Sur un trail de plus de 4 heures, le gel seul ne suffit plus. Ton corps a besoin de varier les apports : du solide (pâte de fruits, fruits secs, sandwich salé), du liquide (boissons d’effort) et des gels pour les coups de mou. La règle reste de plafonner à 60 g de glucides par heure, tous types confondus.
Pour un plan complet sur les très longues distances, va voir notre guide sur la nutrition en ultra trail. Tu y trouveras une grille de timing détaillée selon les heures de course.

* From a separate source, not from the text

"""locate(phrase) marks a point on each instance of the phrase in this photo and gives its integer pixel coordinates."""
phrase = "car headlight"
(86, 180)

FAQ sur le gel énergétique en trail
Les questions qui reviennent le plus souvent en stage ou en briefing course :
Quand prendre un gel énergétique en trail ?
Le premier gel se prend autour de 45 minutes d’effort, avant la sensation de fringale. Ensuite, espace-les de 30 à 45 minutes selon l’intensité. Sur un trail court (moins d’1 heure), tu peux t’en passer si tu as bien mangé avant le départ.
Combien de gels énergétiques par heure en trail ?
Maximum 2 gels par heure, et c’est déjà beaucoup. Au-delà, ton tube digestif ne suit pas et tu provoques des troubles intestinaux. La règle est de plafonner à 60 g de glucides par heure, gels + boisson + solide confondus.
Quel est le meilleur gel énergétique pour le trail ?
Il n’y en a pas un seul. Maurten Gel 100 pour la performance pure, Meltonic pour le côté naturel, SIS Beta Fuel pour la quantité de glucides, Baouw pour les estomacs sensibles. Le meilleur gel reste celui que ton ventre tolère bien et que tu as testé en sortie longue.
Les gels énergétiques bio sont-ils efficaces en trail ?
Oui, à condition de regarder la composition. Un gel bio bien formulé (Meltonic, Baouw, Atlet) apporte autant de glucides qu’un gel classique, avec souvent une meilleure digestibilité. La différence se joue surtout sur le goût et la tolérance personnelle.
Gel énergétique avec ou sans caféine pour le trail ?
Les deux ont leur place. Sans caféine pour le départ et la première moitié, avec caféine pour la deuxième moitié et les coups de fatigue. Ne dépasse pas 200 mg de caféine sur l’ensemble de la course, et évite si tu es sensible aux palpitations.
Et maintenant, à toi de jouer
Le gel énergétique trail est un outil, pas une baguette magique. Il fonctionne si tu l’as testé, dosé et intégré à une stratégie globale qui inclut hydratation et alimentation solide. Le jour de la course n’est jamais le bon moment pour expérimenter.
Question pour toi : quel est ton gel fétiche, et à quel moment de la course tu le sors ? Si tu n’as pas encore trouvé le tien, lance-toi sur ta prochaine sortie de 2 heures avec deux marques différentes. Tu verras vite ce que ton corps préfère.